88-year old Yoshio Suzuki, who worked as an assistant sculptor on the original film, shared his experiences on a panel alongside Oscar-winner Yamazaki Takashi, writer and director of Godzilla Minus One.
The remastered digital version had its world premiere at the Berlinale earlier this year.
Suzuki first worked on the 1954 Godzilla film as an 18-year old.
“I was a first-year sculpture student at Tama Art University and was looking for work as I was short on cash,” said Suzuki. “My classmate, Yoshio Tsuburaya, told me that his uncle was making a movie called Godzilla and suggested that I try to work on that set. I got a letter of introduction and brought it to Toho Studios, which was not too far from the university campus and met special effects director Eiji Tsuburaya, telling him that I was interested in a part-time job.”
Suzuki said that creating the Godzilla suit was a “repetitive process of trial and error.
“One of the members in the team would use his connections to find the appropriate materials and plastics for the suit. He would go to factories and storehouses. We had discussions about how we were going to use the materials to make the suit and asked for advice from specialists too,” added Suzuki.
However, Godzilla actors Haruo Nakajima and Katsumi Tezuka disliked the suit.

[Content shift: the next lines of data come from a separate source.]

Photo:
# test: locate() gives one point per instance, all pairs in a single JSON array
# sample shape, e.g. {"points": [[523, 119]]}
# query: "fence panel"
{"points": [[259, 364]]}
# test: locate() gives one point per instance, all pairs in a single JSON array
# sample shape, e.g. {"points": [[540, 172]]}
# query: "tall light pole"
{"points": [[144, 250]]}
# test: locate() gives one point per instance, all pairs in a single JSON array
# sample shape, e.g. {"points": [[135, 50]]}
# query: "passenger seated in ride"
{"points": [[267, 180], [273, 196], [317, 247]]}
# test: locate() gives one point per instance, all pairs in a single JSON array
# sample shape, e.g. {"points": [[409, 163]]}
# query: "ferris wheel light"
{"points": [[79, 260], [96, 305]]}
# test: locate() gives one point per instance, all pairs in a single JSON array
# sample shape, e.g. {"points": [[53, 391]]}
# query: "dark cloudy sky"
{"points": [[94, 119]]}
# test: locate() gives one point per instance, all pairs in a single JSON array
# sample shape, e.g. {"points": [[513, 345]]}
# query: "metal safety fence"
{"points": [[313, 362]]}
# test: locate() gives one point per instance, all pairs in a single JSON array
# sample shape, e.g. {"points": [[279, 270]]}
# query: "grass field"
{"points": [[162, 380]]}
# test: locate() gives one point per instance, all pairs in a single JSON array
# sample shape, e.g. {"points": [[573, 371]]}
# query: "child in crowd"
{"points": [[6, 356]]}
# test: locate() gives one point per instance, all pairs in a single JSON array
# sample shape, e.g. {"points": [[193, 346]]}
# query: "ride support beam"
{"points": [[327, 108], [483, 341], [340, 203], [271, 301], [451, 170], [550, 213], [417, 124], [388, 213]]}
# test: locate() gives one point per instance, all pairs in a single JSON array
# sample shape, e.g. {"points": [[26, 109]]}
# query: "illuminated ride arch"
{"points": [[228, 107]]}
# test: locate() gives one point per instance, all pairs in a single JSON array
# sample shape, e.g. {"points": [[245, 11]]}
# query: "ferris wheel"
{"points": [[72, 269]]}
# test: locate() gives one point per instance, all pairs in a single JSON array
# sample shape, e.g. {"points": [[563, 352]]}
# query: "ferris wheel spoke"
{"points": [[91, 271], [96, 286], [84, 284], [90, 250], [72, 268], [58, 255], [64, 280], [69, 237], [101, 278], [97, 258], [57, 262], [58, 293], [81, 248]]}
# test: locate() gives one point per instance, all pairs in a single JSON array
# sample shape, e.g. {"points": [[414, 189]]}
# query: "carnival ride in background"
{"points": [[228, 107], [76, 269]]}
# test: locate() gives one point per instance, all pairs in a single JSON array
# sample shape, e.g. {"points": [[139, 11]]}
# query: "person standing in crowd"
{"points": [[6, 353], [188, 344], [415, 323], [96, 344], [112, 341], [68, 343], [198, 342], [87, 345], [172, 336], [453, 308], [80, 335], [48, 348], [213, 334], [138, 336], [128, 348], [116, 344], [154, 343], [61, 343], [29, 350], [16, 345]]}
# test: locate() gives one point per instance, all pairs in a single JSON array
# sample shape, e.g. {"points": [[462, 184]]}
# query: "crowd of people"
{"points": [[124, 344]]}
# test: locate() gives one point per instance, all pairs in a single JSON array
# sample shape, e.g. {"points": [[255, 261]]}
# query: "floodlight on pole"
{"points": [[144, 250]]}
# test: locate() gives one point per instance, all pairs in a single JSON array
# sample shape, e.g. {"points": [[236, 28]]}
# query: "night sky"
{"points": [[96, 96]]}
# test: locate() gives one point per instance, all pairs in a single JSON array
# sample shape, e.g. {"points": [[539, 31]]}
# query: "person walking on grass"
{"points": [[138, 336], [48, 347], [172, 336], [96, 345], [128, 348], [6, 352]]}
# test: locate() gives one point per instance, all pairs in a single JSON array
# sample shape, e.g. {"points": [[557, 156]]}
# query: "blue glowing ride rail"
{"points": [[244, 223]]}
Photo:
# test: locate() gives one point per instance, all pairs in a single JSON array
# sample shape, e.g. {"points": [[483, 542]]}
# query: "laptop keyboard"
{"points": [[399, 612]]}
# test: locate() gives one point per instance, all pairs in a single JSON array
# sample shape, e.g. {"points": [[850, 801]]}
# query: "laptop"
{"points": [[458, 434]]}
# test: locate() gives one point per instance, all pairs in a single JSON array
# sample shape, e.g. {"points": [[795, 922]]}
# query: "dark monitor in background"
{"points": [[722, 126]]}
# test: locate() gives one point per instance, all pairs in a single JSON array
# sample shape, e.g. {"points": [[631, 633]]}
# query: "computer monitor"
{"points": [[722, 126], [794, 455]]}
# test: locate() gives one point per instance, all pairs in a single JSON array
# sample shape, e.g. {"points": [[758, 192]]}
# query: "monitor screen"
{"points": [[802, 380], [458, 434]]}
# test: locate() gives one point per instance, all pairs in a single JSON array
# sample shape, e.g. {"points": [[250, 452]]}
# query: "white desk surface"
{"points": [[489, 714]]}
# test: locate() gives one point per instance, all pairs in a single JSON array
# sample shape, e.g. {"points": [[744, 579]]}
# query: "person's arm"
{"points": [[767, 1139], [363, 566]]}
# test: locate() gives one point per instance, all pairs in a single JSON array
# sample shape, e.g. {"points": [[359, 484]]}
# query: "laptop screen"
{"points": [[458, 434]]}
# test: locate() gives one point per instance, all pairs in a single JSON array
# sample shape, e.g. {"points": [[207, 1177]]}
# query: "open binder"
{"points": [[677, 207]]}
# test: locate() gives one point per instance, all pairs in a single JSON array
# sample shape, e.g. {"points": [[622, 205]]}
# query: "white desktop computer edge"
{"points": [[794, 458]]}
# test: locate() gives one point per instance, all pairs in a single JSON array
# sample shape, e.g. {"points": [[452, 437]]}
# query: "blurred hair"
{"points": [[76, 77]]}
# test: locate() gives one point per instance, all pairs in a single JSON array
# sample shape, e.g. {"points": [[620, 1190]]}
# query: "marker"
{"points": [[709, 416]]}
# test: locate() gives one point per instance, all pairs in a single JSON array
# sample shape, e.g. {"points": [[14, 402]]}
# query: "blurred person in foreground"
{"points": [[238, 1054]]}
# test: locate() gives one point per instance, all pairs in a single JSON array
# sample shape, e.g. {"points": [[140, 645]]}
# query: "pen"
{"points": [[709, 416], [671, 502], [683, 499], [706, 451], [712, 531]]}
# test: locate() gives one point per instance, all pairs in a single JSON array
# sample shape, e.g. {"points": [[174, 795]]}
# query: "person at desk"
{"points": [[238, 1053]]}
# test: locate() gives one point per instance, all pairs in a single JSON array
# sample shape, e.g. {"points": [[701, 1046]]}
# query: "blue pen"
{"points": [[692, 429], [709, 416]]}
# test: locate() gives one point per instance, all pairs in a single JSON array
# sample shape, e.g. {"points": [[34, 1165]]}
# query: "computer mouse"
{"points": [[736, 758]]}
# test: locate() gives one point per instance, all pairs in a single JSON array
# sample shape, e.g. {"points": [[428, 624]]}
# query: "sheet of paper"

“This was the very first Godzilla suit and it did not work very well,” said Suzuki. “It was very difficult to maneuver in and it was very heavy. The actors were angry because it was a hard suit to act in.
“We were shooting at a high speed so we had to have very bright lights on the actors, so they sweat a lot. It was very hot in those suits and they would show us the pools of sweat that had formed at their feet in the suit.”
Suzuki also revealed that the suit used in the 1954 black-and-white Godzilla film was mainly gray, although some parts had silver, brown and green.
Yamazaki’s 2023 film, Godzilla Minus One, became the most successful Japanese Godzilla film in history. Yamazaki and the visual effects team also became the first Japanese crew to receive the Academy Award for Best Visual Effects.
“There are many renditions of Godzilla made throughout the years here as well as in the United States, but we are very aware of that legacy that we have to follow, which is the Japanese Godzilla,” Yamazaki said. “In making the latest one, I really had in my heart, the message that the first Godzilla had, which was anti-nuclear and anti-war.”